Jacqui Walker

With a franchise, you know what you’re getting. Letting your entrepreneurial innovative spirit shine is necessarily constrained.

Innovation in franchising

The magic of franchising is its sameness. Every McDonald’s restaurant shares the same systems, brands, products, décor and taste. Consumers can go to McDonald’s anywhere in Australia, and almost anywhere in the world, and know what to expect.

It’s the same for successful Australian franchise chains like Boost Juice and Bakers Delight — same brand, same products, same customer experience.

That’s what franchisees buy when they buy a franchise — the instructions and permission to run a store, or service business, in the same way that every one else in the franchise chain does, under the franchise brand. It’s what they pay for and it’s what the franchisor expects of them.

How then can a franchise chain be innovative?

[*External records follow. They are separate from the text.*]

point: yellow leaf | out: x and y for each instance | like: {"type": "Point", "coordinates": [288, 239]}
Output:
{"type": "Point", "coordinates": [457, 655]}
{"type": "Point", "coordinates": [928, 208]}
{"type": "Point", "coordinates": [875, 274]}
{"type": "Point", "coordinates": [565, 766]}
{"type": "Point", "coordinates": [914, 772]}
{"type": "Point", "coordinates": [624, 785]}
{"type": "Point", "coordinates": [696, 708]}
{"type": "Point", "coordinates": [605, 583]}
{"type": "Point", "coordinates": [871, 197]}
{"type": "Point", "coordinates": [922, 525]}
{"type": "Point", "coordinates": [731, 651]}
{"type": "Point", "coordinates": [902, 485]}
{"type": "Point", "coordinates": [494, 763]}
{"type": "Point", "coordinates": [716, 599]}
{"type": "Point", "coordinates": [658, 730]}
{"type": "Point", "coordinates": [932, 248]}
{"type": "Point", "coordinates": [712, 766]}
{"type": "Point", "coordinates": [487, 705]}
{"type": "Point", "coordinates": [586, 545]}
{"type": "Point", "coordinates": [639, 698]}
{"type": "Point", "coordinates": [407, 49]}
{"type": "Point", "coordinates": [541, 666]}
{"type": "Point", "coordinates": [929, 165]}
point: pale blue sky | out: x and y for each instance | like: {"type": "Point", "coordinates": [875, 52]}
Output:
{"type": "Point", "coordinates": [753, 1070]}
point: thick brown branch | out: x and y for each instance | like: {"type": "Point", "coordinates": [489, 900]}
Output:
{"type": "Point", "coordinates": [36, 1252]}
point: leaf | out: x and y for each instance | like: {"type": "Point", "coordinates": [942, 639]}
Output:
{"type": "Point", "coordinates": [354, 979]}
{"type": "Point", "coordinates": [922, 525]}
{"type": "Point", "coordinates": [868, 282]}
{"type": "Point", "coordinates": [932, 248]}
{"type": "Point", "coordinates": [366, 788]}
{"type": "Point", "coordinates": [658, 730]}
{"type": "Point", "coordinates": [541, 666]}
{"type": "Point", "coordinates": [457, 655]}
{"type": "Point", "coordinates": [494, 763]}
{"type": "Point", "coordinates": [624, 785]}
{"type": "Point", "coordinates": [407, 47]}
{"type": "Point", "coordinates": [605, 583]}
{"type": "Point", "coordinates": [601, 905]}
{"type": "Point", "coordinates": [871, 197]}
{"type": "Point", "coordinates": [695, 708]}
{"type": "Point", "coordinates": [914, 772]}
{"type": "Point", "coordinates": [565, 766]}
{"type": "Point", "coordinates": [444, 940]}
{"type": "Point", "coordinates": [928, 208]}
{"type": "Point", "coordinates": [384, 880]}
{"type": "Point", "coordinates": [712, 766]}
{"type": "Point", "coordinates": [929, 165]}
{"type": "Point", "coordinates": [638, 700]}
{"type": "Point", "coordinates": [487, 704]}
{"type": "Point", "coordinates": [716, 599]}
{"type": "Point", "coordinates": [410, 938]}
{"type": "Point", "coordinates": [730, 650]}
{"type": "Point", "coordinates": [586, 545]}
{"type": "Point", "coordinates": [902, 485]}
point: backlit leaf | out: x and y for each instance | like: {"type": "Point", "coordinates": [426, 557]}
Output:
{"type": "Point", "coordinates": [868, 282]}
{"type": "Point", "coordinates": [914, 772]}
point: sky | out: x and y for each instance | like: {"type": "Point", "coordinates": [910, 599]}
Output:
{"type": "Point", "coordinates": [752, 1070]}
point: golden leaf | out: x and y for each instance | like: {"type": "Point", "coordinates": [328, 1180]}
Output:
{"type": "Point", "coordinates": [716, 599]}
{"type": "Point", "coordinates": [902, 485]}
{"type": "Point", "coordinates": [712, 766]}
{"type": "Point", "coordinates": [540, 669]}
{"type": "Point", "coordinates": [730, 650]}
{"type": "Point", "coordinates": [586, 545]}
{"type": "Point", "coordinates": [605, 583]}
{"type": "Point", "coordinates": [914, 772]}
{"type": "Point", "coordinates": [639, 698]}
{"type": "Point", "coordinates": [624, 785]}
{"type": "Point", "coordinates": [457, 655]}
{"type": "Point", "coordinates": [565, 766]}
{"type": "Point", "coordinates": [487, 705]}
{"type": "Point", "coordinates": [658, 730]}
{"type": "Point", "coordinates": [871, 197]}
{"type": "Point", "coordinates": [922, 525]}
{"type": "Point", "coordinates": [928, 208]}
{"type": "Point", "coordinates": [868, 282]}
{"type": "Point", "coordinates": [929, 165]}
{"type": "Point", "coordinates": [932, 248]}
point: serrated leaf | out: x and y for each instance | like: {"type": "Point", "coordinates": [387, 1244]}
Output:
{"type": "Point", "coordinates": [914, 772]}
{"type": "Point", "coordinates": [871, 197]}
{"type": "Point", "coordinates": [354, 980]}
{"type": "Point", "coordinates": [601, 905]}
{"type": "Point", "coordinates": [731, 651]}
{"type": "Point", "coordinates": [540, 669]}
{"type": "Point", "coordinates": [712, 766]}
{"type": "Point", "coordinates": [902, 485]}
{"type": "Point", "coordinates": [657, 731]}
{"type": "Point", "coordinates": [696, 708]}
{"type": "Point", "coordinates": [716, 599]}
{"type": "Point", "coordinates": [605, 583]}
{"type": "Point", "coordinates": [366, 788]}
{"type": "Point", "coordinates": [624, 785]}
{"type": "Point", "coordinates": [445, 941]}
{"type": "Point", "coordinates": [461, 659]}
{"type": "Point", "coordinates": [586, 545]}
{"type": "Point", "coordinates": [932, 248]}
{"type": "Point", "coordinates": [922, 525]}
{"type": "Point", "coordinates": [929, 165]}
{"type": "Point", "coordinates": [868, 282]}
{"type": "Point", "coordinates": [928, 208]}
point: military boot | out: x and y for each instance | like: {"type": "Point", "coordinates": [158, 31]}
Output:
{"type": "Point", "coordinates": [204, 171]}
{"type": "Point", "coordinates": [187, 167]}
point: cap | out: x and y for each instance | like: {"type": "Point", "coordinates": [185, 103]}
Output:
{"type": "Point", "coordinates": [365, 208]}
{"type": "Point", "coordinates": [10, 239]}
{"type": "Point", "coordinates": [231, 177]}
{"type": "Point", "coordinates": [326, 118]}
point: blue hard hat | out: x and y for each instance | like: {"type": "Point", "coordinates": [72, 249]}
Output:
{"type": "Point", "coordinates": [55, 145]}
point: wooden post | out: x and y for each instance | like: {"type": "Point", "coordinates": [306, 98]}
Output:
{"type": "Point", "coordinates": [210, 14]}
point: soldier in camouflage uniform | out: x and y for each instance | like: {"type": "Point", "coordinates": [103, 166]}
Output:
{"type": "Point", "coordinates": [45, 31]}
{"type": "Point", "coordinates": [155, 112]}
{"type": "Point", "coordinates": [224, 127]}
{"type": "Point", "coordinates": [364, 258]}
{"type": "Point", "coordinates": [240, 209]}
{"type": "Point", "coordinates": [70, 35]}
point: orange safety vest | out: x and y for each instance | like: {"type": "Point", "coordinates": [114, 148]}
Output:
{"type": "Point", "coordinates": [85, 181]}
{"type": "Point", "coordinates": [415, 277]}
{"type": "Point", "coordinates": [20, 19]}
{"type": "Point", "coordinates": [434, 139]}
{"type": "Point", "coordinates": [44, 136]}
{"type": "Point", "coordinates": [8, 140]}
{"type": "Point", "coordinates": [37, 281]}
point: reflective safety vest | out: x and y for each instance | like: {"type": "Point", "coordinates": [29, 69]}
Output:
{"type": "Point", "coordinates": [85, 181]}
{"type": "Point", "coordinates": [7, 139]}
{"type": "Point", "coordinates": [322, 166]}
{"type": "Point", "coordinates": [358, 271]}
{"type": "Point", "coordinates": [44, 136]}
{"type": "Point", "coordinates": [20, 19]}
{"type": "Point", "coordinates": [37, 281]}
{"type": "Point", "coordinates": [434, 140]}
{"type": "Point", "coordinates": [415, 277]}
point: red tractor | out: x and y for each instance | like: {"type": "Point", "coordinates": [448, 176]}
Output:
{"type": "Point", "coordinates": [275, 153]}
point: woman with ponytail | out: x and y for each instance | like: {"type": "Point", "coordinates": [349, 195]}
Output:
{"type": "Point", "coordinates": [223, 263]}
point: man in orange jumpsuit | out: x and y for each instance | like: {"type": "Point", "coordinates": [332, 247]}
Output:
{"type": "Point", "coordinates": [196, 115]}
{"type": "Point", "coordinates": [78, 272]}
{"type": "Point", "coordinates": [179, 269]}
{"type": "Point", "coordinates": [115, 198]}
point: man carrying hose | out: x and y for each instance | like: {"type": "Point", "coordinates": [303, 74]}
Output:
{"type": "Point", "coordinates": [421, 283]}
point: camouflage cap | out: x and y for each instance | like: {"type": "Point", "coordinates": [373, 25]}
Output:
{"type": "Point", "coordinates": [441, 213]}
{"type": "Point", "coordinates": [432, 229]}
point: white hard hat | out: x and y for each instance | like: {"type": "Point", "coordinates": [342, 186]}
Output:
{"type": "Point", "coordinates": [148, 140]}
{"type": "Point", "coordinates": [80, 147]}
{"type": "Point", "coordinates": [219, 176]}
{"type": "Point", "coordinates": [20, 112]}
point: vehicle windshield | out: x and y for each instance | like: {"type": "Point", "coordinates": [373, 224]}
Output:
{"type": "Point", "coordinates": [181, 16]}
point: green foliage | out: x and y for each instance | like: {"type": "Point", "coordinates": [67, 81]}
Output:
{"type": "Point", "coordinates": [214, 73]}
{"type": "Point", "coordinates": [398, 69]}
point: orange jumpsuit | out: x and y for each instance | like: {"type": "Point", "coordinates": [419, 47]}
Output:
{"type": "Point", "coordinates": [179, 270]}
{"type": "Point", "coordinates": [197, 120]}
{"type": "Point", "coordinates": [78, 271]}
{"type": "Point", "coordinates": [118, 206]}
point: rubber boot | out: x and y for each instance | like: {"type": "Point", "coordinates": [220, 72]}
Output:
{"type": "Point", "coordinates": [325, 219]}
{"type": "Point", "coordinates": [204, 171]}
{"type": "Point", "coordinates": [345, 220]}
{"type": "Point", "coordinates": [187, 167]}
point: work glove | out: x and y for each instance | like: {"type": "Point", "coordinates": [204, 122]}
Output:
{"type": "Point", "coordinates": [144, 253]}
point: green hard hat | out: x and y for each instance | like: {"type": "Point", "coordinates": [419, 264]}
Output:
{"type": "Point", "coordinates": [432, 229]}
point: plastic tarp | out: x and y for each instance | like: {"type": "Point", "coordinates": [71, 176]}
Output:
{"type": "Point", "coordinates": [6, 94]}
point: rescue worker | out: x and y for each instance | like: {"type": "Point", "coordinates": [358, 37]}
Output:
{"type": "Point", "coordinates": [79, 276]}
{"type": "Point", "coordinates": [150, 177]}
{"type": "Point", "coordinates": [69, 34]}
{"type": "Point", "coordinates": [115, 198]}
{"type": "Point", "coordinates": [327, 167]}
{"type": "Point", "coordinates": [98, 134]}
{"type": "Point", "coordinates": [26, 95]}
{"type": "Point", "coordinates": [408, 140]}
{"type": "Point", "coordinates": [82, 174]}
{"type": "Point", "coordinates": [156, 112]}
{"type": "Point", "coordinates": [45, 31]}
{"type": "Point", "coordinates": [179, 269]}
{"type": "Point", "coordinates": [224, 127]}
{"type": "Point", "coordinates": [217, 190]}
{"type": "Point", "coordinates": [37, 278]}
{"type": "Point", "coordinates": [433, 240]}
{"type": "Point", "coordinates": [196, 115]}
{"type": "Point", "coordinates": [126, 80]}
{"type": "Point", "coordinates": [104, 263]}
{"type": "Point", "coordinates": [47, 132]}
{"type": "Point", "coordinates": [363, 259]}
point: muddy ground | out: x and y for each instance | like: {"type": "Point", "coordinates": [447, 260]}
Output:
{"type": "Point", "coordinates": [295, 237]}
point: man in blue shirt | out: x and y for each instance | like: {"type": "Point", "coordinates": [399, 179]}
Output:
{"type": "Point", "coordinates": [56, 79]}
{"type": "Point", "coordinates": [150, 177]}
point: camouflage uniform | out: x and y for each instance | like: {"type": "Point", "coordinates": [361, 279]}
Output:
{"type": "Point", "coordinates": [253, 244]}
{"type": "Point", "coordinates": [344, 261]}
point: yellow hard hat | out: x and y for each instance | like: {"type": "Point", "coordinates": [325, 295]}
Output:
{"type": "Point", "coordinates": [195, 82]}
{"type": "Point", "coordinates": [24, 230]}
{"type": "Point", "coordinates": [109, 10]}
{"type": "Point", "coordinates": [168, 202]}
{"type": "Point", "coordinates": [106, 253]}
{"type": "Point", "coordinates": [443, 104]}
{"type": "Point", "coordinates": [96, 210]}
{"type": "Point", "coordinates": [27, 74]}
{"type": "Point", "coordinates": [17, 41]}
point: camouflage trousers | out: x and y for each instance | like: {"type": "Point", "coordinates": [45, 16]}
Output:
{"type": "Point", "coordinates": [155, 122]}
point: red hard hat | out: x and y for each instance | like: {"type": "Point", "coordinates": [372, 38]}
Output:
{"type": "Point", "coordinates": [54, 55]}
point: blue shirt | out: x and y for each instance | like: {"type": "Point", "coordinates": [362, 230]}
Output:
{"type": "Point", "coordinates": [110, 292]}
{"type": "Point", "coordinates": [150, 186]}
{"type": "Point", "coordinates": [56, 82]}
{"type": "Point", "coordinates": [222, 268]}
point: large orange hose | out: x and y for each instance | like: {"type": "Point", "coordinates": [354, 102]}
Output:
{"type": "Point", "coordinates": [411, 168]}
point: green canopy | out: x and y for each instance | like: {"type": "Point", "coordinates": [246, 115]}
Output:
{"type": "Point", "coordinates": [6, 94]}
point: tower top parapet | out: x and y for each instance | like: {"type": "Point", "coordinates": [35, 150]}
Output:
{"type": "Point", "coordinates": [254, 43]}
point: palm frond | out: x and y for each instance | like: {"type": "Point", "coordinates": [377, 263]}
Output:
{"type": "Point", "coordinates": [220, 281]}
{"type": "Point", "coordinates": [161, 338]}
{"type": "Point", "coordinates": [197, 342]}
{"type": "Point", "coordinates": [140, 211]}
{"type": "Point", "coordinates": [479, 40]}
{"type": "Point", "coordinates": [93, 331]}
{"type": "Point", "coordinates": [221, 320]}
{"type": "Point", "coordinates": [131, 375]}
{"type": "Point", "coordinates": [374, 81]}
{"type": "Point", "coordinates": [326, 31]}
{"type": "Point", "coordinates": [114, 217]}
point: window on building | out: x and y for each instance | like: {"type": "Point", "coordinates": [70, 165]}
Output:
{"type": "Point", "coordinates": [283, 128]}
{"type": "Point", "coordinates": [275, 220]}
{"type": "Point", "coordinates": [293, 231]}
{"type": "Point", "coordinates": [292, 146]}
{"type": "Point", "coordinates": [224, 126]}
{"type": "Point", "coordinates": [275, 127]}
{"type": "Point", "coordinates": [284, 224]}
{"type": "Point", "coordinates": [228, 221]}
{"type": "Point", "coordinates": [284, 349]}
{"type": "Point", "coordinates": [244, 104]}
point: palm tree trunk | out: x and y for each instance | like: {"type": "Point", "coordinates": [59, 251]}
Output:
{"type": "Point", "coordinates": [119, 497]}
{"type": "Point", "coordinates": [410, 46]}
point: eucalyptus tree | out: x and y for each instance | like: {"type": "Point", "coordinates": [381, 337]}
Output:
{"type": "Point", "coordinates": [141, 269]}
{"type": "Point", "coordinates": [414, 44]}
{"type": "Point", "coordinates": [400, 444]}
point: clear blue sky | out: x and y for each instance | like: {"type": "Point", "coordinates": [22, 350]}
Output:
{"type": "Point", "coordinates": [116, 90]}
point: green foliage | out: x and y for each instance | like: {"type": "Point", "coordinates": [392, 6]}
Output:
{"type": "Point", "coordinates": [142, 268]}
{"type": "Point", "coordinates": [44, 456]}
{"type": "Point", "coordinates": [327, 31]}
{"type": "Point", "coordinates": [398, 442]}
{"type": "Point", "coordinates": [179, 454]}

To keep a franchise chain dynamic and responding to changing competitive and consumer demands, a balance must be struck between franchisee compliance with the systems — so greatly desired by franchisors — and franchisee entrepreneurialism.

The best franchise chains have franchisee representative committees and other communications systems that can feed back to the franchisor ideas for improvements in products, systems and processes within the business.

Some franchise chains tell their new franchisees “No new ideas for 12 months; after that we’ll be interested”. This way the franchisees learn the system as it is and aren’t tempted to reinvent the wheel.

Some franchisors operate stores themselves to keep in touch with consumers, and in this way they can trial new products and systems.

The world’s most famous franchise, McDonald’s, has an innovation centre in a secret location in Chicago, USA, where new products and processes are designed and tested.

I visited it last year (courtesy of McDonald’s) and saw the researchers working on a toaster that would send a SMS to the store manager if it was going to malfunction, and a new fries cooker that would take 10 seconds off the time it takes to salt a regular serve of fries.

Not all chains have the resources McDonald’s has for institutions for innovation. Nevertheless, the best franchise chains are innovating all the time. Just like all businesses, there needs to be discipline in following systems and a process for coming up with ideas, and implementing them.

On the other hand, many people buy a franchise because they want to be their own boss. They need to be careful — the franchise system is worth something because it already works. If you don’t want to follow the system, you shouldn’t buy a franchise.